14. Imam Al Hafidh Nasruddin Addimasyqiy
Telah mengarang beberapa maulid : Jaami’ al astar fi maulid nabi al mukhtar 3 jilid, Al
lafad arra’iq fi maulid khair al khalaiq, Maurud asshadi fi maulid al hadi.

15. Imam assyakhawiy 
Dengan maulidnya al fajr al ulwi fi maulid an nabawi

16. Al allamah al faqih Ali zainal Abidin As syamhudi  
Dengan maulidnya al mawarid al haniah fi maulid khairil bariyyah

17. Al Imam Hafidz Wajihuddin Abdurrahman bin Ali bin Muhammad As syaibaniy 
yang terkenal dengan ibn diba’ 
Dengan maulidnya addiba’i

18. Imam ibn hajar al haitsami 
Dengan maulidnya itmam anni’mah alal alam bi maulid syayidi waladu adam

19. Imam Ibrahim Baajuri 
Mengarang hasiah atas maulid ibn hajar dengan nama  tuhfa al basyar ala maulid ibn
hajar

20. Al Allamah Ali Al Qari’ 
Dengan maulidnya maurud arrowi fi maulid nabawi

21. Al Allamah al Muhaddits Ja’far bin Hasan Al barzanji
Dengan maulidnya yang terkenal maulid barzanji

23. Al Imam Al Muhaddis Muhammad bin Jakfar al Kattani
Dengan maulid Al yaman wal is’ad bi maulid khair al ibad

24. Al Allamah Syeikh Yusuf bin ismail An Nabhaniy 
Dengan maulid jawahir an nadmu al badi’ fi maulid as syafi’

25. Imam Ibrahim Assyaibaniy 
Dengan maulid al maulid mustofa adnaani

26. Imam Abdulghaniy Annanablisiy 
Dengan maulid Al Alam Al Ahmadi fi maulid muhammadi”
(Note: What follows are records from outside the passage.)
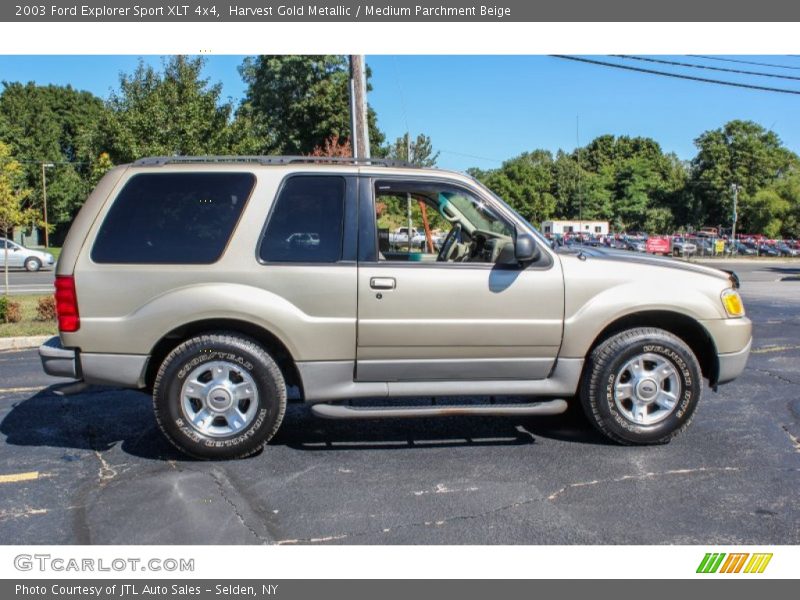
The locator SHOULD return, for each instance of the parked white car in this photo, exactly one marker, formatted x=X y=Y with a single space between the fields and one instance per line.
x=24 y=258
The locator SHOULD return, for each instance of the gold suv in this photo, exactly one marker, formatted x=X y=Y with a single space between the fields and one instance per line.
x=219 y=283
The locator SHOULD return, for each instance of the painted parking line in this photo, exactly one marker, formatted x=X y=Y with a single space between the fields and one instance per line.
x=37 y=388
x=767 y=349
x=18 y=477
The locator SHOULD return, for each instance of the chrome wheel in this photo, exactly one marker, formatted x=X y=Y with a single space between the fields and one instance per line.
x=219 y=399
x=647 y=389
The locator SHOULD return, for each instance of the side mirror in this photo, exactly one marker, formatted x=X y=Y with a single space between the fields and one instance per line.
x=525 y=248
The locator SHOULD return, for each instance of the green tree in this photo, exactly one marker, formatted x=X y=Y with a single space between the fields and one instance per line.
x=658 y=220
x=100 y=167
x=295 y=103
x=742 y=153
x=52 y=124
x=13 y=195
x=170 y=112
x=422 y=153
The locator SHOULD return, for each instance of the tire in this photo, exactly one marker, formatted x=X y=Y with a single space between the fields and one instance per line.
x=641 y=387
x=32 y=264
x=219 y=396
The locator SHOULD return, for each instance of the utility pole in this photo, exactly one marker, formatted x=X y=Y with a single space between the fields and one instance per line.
x=44 y=199
x=735 y=189
x=358 y=107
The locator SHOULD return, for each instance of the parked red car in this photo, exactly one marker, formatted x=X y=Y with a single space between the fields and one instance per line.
x=658 y=245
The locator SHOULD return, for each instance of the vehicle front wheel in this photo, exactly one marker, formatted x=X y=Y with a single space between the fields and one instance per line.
x=219 y=396
x=32 y=264
x=641 y=386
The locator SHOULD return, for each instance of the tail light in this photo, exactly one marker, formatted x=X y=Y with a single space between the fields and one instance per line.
x=67 y=304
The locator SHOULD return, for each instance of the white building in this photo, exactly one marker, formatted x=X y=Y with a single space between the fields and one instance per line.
x=551 y=228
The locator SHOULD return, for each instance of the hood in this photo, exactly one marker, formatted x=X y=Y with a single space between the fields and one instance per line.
x=626 y=256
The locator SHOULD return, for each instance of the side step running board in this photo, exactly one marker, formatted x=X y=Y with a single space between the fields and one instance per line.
x=339 y=411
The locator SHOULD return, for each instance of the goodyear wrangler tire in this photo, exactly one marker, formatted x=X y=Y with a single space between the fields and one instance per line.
x=219 y=396
x=641 y=386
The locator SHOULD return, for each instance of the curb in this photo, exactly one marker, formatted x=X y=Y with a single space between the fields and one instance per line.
x=22 y=343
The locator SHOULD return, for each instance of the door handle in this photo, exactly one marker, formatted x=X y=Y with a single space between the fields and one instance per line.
x=382 y=283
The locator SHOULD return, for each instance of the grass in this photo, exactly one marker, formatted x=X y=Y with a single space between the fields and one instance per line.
x=54 y=250
x=29 y=325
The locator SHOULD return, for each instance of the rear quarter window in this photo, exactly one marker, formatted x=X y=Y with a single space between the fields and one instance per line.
x=172 y=218
x=306 y=224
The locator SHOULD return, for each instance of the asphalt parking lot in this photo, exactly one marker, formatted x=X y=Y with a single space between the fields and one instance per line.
x=93 y=468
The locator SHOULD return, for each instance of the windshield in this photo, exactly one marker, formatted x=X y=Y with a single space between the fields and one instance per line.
x=533 y=229
x=479 y=215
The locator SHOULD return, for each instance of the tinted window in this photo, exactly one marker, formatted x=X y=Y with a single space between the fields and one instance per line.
x=306 y=223
x=173 y=218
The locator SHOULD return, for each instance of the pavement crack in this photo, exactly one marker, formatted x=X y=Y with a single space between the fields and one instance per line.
x=106 y=472
x=6 y=515
x=443 y=489
x=640 y=476
x=232 y=504
x=512 y=506
x=773 y=375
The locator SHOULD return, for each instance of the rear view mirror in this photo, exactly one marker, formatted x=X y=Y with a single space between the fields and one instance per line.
x=525 y=248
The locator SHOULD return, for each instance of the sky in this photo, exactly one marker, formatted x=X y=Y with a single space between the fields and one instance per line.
x=482 y=110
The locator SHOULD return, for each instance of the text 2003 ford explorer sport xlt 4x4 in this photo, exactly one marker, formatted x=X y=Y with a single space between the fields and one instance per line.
x=218 y=282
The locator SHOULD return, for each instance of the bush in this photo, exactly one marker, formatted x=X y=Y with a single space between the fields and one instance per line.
x=10 y=312
x=46 y=309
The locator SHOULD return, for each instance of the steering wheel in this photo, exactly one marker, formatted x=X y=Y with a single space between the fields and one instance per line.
x=454 y=233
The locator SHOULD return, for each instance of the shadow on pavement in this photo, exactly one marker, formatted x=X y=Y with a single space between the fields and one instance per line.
x=98 y=419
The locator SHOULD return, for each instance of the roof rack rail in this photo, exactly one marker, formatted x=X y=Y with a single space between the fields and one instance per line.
x=158 y=161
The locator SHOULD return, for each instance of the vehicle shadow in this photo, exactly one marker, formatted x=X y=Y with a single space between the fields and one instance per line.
x=95 y=419
x=99 y=418
x=783 y=270
x=301 y=430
27. Syihabuddin Al Halwani
Dengan maulid fath al latif fi syarah maulid assyarif

28. Imam Ahmad bin Muhammad Addimyati
Dengan maulid Al Kaukab al azhar alal ‘iqdu al jauhar fi maulid nadi al azhar

29. Asyeikh Ali Attanthowiy  
Dengan maulid nur as shofa’ fi maulid al mustofa

30. As syeikh Muhammad Al maghribi
Dengan maulid at tajaliat al khifiah fi maulid khoir al bariah.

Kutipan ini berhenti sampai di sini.